Statement on Study Showing 15% Increased Cancer Rates Among 9/11 Responders
By Crystal Gajewski on in News Coverage
Dear Friends, Supporters and Fellow First Responders:
As you are aware, the National Institute of Occupational Safety and Health (“NIOSH”) and the Mount Sinai World Trade Center Health Program have issued a report indicating that 9/11 First Responders have a 15% higher incidence of cancers than the general public. This report continues to prove what we in the 9/11 Community have known for many years, the various toxins inhaled and ingested at the World Trade Center Site have caused cancer. The unfortunate reality, as set forth in the report, is that these cancers are occurring earlier than experts had previously predicted. Most importantly is that all 9/11 First Responders who have not previously enrolled in a WTC Health Program will do so now. While preemptive care may not prevent cancer, it may help eradicate it in the early stages of development. The free treatment and monitoring of your health, from experts in the field, is an invaluable resource that all 9/11 First Responders should take advantage of.
On behalf of Ski’s Open Heart Foundation and the FealGood Foundation (“FGF”) I would like to thank The World Trade Center Health Program for its diligent and tireless efforts on behalf of the 9/11 First Responder Community and applaud them for groundbreaking study. Ski’s Open Heart Foundation and The FGF would also like to thank NIOSH and Dr. John Howard for its leadership and stewardship of the 9/11 Health Programs.
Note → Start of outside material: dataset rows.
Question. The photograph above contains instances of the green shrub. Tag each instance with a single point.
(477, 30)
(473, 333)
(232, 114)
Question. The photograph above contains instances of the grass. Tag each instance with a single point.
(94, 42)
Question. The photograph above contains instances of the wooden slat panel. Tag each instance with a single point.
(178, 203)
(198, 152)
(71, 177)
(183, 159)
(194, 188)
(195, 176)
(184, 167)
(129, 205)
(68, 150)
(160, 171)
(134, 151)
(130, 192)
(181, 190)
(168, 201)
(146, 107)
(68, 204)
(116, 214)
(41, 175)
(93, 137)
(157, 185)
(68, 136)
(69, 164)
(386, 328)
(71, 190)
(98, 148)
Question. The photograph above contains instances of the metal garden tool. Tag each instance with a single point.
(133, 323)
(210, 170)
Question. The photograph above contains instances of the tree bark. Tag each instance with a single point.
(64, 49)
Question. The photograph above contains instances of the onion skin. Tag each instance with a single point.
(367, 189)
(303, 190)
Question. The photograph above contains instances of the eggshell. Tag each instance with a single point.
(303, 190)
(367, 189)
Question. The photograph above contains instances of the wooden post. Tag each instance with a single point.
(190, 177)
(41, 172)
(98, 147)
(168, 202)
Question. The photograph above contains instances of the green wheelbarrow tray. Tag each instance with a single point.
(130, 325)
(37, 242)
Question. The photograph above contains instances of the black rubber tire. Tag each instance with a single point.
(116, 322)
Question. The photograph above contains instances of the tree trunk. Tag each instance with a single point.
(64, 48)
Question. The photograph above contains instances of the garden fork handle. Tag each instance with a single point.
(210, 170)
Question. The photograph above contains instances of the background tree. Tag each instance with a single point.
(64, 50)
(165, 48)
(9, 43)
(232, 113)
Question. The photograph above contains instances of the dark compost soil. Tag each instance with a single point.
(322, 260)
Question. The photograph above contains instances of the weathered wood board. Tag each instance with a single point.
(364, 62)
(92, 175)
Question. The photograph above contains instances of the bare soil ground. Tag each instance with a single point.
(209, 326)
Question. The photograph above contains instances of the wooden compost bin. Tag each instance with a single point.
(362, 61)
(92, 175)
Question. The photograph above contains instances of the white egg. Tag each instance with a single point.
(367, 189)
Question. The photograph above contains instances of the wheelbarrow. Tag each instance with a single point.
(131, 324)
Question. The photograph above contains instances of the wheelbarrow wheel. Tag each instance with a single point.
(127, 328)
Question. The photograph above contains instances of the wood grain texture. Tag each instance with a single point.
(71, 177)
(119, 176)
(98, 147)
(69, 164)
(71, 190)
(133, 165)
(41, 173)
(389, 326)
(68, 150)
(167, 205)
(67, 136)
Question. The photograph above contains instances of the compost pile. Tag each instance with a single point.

Without NIOSH’s continued support, studies of this magnitude would not be possible.
The report also acts as further proof that additional cancers must be added for medical coverage and compensation under the Zadroga Bill. As the report indicates, increased rates of Prostate Cancer were seen among 9/11 First Responders, a cancer not yet covered for treatment or compensation under the Zadroga Bill. The FGF will continue to advocate and educate decision makers on the need for additional cancers to be covered under the legislation. We urge all 9/11 First Responders to join us in educating our leaders of our continued health struggles.